The surge in investments has led to increases in the valuation of digital health companies. Thus, what would have once been a series B round is now a $25 million series A, noted Steve Tolle, a partner at HLM Venture Partners. Factors driving this include the dramatic spike in utilization of telehealth due to the COVID-19 pandemic. And while utilization rates have fallen back from their 2020 highs, the seal has been broken. Having gotten to try telehealth, the vast majority found it to be a positive experience that they want to continue even after the pandemic ends. The sector has also been more successful in attracting private equity firms, especially late-stage companies. For example, Tiger Global recently co-led a $300 million Series D round into Hinge Health, making the musculoskeletal care startup one of the highest-valued privately held digital health companies in the US at $3 billion. Hinge Health’s customer base tripled, revenue quadrupled, and customer retention continued at 100 percent.
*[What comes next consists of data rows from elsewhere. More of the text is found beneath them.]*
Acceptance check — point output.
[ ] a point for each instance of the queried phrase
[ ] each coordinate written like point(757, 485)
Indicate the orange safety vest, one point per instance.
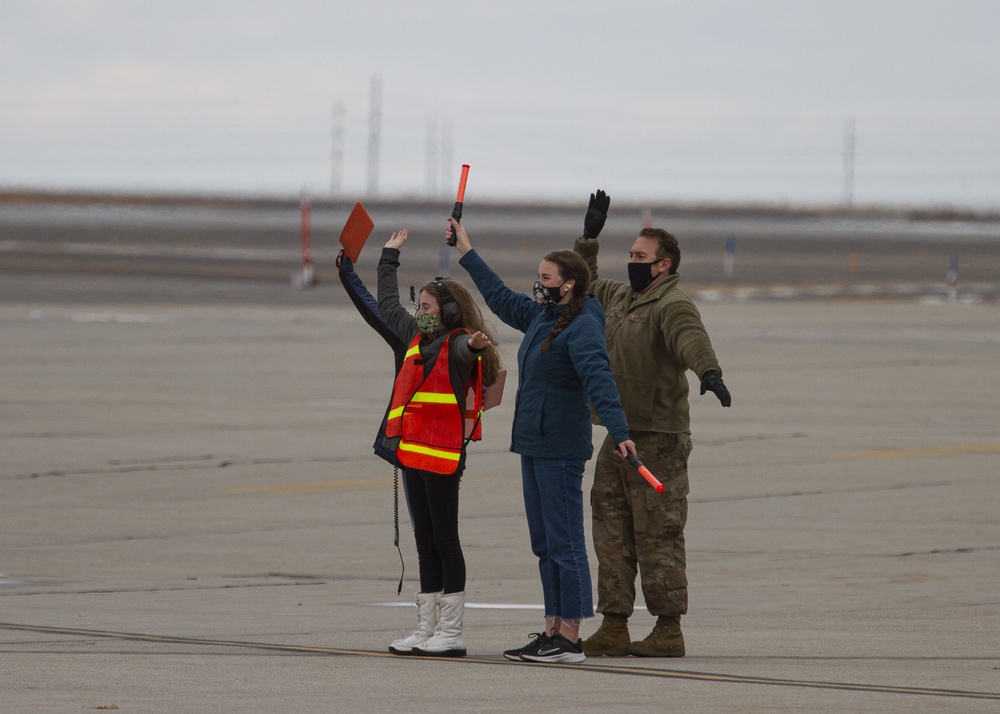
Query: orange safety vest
point(431, 420)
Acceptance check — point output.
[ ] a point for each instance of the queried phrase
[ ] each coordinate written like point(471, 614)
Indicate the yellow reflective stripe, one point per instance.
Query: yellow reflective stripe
point(434, 397)
point(427, 451)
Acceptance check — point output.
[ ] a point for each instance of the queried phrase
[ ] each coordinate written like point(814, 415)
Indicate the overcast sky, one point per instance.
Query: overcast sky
point(729, 100)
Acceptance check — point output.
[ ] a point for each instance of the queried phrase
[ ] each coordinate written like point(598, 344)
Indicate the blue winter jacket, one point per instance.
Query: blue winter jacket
point(551, 410)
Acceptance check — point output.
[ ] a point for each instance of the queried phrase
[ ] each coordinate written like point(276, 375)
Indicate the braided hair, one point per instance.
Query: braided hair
point(571, 267)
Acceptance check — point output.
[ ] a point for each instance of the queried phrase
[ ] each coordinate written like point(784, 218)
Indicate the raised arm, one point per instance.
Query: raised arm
point(397, 317)
point(366, 304)
point(514, 309)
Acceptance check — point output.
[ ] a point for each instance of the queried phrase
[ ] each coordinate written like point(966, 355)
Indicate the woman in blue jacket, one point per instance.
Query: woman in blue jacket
point(562, 367)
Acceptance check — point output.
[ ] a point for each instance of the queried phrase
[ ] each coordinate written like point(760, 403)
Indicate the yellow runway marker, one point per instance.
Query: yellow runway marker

More Digital Health Companies Going Public

Digital health companies are also carrying out fundraising initiatives more frequently than they have in the past. Twenty-three digital health companies went public in 2021, either traditional initial public offering (IPO) or via merger with special-purpose acquisition companies (SPACs), as compared to 12 companies that went public in 2020. The stocks of newly public companies in the sector haven’t performed well. Thus, of the 19 companies tracked by MedCity News that went public in the last two years, all were down from their first day of trading. Every company that went public via a SPAC was valued below $10, the standard share price for these deals, according to MedCity News. Among the few companies to break the trend are Oak Street Health, which is trading at 51 percent above its IPO price of $21, and Doximity, which is valued at more than double its $26 IPO price.

How Far Will Digital Health Fundraising Growth Levels Fall?
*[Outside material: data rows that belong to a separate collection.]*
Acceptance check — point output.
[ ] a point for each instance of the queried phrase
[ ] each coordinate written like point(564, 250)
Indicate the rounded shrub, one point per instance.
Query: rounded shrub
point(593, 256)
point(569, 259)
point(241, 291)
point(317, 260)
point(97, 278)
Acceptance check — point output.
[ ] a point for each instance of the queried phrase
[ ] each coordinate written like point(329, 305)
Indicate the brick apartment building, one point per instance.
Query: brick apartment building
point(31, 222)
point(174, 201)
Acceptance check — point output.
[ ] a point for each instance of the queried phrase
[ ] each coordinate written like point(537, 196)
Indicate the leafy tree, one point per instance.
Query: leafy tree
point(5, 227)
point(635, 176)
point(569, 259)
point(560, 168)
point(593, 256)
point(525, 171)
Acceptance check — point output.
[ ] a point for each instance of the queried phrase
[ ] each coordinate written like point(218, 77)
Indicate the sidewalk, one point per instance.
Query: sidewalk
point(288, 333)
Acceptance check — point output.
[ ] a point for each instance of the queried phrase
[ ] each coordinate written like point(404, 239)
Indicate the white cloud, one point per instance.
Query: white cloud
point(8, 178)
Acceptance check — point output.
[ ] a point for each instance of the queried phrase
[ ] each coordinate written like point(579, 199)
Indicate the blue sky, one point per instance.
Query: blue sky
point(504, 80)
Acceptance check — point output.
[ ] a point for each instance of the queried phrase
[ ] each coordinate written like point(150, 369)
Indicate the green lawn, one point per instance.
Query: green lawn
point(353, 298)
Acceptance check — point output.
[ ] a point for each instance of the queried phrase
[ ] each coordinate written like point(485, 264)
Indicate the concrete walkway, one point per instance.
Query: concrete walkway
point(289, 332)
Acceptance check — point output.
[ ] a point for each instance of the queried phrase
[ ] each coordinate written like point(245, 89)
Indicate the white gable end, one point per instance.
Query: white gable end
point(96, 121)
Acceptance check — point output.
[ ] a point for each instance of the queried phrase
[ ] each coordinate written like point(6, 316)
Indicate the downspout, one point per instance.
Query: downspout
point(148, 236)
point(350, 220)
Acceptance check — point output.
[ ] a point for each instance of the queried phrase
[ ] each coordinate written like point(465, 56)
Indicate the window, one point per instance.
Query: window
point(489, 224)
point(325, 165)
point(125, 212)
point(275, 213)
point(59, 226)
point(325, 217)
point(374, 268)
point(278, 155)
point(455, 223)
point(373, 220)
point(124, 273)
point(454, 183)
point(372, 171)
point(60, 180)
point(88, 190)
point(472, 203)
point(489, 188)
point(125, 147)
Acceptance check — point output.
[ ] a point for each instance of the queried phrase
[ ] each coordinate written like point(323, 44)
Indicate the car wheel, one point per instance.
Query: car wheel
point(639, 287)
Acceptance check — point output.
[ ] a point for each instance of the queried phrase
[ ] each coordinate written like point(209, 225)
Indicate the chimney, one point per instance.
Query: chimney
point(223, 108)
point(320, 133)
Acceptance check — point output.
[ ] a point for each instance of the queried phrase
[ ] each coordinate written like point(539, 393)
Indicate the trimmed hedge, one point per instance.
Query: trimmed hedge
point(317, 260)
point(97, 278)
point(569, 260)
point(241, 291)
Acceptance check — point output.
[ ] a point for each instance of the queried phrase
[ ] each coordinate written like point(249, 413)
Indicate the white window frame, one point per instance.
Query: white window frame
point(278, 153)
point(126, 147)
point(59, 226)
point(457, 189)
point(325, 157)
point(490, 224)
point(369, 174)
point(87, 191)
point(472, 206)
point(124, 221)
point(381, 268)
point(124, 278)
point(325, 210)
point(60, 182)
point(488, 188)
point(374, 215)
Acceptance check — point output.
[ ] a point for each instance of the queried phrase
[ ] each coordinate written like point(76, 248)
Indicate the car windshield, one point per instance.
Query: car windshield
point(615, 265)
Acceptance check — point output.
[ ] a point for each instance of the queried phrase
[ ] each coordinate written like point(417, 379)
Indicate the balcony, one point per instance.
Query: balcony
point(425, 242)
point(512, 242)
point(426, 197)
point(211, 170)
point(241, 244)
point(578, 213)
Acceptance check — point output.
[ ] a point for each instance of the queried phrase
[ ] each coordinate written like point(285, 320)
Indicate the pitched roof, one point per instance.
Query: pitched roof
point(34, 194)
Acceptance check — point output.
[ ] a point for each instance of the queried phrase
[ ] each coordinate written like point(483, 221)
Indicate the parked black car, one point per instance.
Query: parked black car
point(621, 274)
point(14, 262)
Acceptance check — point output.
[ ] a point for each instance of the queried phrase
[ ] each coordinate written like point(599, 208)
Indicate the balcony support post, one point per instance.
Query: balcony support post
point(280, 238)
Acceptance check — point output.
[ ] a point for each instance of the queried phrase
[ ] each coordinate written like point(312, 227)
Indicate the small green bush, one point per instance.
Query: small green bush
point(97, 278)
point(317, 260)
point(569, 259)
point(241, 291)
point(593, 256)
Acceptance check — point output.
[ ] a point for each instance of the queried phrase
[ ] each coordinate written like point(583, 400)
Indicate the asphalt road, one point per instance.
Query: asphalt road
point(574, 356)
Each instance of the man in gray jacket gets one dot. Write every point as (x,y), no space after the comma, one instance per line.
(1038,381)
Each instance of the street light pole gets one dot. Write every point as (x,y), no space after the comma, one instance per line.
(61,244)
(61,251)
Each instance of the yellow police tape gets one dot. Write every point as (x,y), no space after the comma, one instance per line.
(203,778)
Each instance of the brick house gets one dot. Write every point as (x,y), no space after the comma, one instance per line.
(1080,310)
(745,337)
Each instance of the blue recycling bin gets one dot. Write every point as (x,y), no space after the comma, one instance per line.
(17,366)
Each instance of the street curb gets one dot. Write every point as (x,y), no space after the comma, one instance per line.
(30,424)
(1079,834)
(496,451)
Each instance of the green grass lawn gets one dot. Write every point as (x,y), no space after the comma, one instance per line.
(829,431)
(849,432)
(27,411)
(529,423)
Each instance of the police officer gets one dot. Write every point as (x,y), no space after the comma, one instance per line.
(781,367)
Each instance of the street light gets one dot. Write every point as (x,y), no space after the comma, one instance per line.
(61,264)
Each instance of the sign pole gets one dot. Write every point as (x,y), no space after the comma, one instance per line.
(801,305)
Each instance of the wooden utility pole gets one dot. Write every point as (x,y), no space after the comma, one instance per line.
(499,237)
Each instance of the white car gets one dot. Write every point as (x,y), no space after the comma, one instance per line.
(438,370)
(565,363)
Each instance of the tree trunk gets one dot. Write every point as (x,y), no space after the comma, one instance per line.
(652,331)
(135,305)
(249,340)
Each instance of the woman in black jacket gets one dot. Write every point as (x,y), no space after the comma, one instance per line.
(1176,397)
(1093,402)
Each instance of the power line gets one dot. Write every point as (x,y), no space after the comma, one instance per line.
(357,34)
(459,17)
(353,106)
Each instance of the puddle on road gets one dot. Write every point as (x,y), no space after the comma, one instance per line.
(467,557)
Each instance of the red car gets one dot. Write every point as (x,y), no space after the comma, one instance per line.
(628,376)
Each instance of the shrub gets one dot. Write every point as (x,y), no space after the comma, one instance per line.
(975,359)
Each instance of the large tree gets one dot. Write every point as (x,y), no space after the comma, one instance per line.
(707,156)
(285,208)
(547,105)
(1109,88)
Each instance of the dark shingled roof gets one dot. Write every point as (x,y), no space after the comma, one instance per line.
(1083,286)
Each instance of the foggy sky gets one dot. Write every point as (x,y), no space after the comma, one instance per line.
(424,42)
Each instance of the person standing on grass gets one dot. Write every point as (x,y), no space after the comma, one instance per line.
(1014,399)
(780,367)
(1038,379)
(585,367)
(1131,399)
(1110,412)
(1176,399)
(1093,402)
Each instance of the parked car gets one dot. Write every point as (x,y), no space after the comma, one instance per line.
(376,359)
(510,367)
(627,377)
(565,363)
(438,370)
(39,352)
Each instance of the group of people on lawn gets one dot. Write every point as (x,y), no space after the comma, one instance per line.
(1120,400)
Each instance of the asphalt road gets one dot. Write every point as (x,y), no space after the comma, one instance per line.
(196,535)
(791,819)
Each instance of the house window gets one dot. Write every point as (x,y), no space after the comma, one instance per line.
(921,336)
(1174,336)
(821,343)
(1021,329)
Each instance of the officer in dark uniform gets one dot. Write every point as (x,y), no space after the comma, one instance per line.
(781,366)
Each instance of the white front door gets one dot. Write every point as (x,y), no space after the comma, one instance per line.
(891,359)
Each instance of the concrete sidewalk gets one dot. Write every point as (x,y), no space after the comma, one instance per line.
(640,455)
In the three years from 2019 to 2021, annual fundraising totals for digital health companies has gone from $7.9 billion to $29.1 billion. While the rise of telehealth makes a return to the sub-$10 billion level unlikely, the experts that MedCity News interviewed don’t expect a repeat of 2021 growth levels in 2022. They suggest that funding will fall back into the 2020 range of $14 to $16 or $17 billion, not because the companies aren’t good but because of current valuations. “Really high valuations are great when you’re private,” noted Chris Moniz, a director at Silicon Valley Bank’s Healthcare Practice and one of the interviewees cited in the MedCity News piece, “but will the public markets keep that premium?” Editor’s Note: This article was updated with new information on Jan. 31.